Esa oportunidad la tuvo el día en que halló a la joven rodeada de indiecitos a
quienes les enseñaba el catecismo. El joven se acercó al grupo y sin musitar
palabra permaneció observándola hasta que los niños se fueron. Entonces,
Mbareté caminó junto a ella y, ante su asombro, le habló en español
-balbuceante, al principio - para confesarle su amor. Pilar se ruborizó, se
sintió confundida, quiso ocultar sus sentimientos, pero sus hermosos ojos
azules y su cálida sonrisa la traicionaron y el joven pudo comprobar que era
correspondido.
A la mañana siguiente, el caballero
español buscó infructuosamente a su hija. Hizo averiguaciones y alguien de la
reducción le comentó que la habían visto frecuentemente en compañía de Mbareté
y que éste también había desaparecido.
Furioso, el padre convenció a varios compañeros para que lo ayudaran a
encontrar a la pareja, y fuertemente armados, comenzaron la búsqueda. Pasaron
varios días hasta que descubrieron la choza junto al río. Sigilosamente tomaron
posiciones para observar a sus moradores. Así vieron llegar a Mbareté en su
canoa con el producto de su pesca, y vieron también salir a Pilar para
recibirlo.
El padre de la joven no resistió la
visión de la tierna escena de los amantes abrazados. Salió de su escondite
gritando el nombre de su hija y apuntando con su arma al Mbareté. La joven vio
el fuego del odio en los ojos de su padre y comprendió lo que cruzaba por su
mente. Trató de evitarlo; de explicarle su actitud, pero el español siguió
avanzando con el dedo en el disparador. Pilar se interpuso entre los dos
hombres en el preciso instante en que la carga fue lanzada y cayó con el pecho
teñido de rojo, fulminada por su propio padre. Al ver esto, Mba-reté quedó
atónito, tieso, sin atinar a defenderse. Fue entonces cuando otro disparo le
dio en plena frente y el joven se desplomó sobre el cuerpo de su amada.

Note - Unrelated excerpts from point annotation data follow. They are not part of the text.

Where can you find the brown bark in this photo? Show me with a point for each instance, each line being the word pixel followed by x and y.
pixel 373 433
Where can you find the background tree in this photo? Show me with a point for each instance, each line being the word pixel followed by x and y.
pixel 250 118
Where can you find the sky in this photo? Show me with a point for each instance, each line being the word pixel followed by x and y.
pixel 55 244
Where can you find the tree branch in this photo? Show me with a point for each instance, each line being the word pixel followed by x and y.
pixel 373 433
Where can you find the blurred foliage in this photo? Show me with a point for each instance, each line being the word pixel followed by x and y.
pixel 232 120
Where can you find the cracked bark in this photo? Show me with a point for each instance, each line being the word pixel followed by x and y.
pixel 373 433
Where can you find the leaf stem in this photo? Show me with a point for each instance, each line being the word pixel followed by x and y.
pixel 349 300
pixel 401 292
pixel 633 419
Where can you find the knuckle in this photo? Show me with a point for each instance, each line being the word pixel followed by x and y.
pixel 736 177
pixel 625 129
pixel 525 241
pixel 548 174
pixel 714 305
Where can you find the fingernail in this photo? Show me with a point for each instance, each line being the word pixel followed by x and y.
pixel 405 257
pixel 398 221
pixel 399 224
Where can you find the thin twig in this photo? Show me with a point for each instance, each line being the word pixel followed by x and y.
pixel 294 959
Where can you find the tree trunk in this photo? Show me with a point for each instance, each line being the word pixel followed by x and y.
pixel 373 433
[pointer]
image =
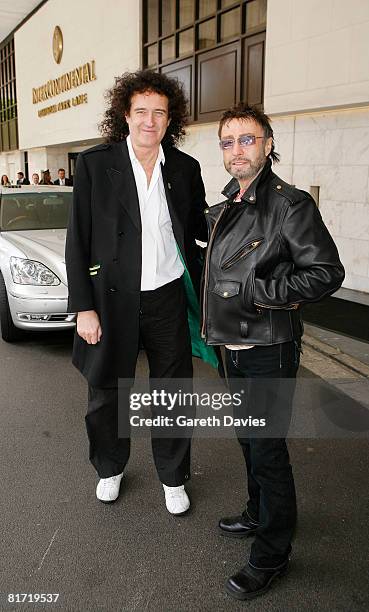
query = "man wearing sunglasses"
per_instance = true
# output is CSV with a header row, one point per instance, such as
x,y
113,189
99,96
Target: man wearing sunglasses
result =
x,y
268,253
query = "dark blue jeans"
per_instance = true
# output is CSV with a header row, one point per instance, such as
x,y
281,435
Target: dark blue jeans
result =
x,y
267,376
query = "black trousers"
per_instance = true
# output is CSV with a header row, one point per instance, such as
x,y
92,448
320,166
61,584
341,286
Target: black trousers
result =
x,y
270,483
165,336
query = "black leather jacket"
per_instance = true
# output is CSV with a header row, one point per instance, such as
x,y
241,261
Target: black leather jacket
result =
x,y
266,256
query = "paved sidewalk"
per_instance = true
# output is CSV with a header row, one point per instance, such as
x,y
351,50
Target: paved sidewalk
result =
x,y
132,556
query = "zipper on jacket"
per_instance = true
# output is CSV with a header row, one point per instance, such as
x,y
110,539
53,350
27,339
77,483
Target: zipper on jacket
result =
x,y
206,273
288,307
241,253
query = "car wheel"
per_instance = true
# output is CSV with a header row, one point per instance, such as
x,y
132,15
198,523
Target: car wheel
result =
x,y
9,332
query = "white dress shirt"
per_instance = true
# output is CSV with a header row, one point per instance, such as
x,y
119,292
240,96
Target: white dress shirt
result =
x,y
161,263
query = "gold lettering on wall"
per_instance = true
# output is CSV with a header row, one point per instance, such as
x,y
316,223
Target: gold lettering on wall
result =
x,y
70,80
64,105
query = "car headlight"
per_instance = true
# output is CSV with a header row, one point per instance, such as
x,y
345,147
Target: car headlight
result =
x,y
29,272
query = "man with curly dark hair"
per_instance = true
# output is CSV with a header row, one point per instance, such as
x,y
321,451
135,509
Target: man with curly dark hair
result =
x,y
137,210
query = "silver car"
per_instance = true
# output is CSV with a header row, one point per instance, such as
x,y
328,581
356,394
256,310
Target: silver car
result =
x,y
33,281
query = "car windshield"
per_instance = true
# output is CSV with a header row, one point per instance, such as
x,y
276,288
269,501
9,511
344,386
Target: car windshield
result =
x,y
27,211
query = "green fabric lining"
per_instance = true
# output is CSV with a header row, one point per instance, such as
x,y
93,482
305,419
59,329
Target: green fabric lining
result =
x,y
199,348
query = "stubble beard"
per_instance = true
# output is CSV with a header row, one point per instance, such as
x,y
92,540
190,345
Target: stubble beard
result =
x,y
248,173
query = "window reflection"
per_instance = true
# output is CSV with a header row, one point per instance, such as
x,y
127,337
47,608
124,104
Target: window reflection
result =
x,y
207,7
186,12
168,49
256,14
230,25
207,34
168,14
152,20
186,42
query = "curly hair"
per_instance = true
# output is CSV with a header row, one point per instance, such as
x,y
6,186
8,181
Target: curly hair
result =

El padre, dolorido e indignado, no se acercó siquiera a los cuerpos yacentes e
instó a sus compañeros a volver a la reducción. Esa noche, la imagen de su hija
no pudo apartarse de su mente, y con las primeras luces del alba, inició el
camino hacia el lugar donde tan tristemente terminara ese amor tan grande que
motivó que los jóvenes se olvidaran de sus diferencias de origen.
Cuando llegó a la choza, el español no halló restos de la tragedia. Y en
el lugar donde la tarde anterior yaciera la pareja - sin que existiera ningún
rastro de la sangre allí derramada - se erguía un hermoso árbol de tronco
fuerte, cubierto de flores violáceas que se mecían suavemente con la
brisa.
El hombre tardó en comprender que Dios había
sentido misericordia de los enamorados y había convertido a Mbareté en ese
árbol, y que los ojos de su hija lo miraban desde todas y cada una de las
violácea azules flores del jacarandá.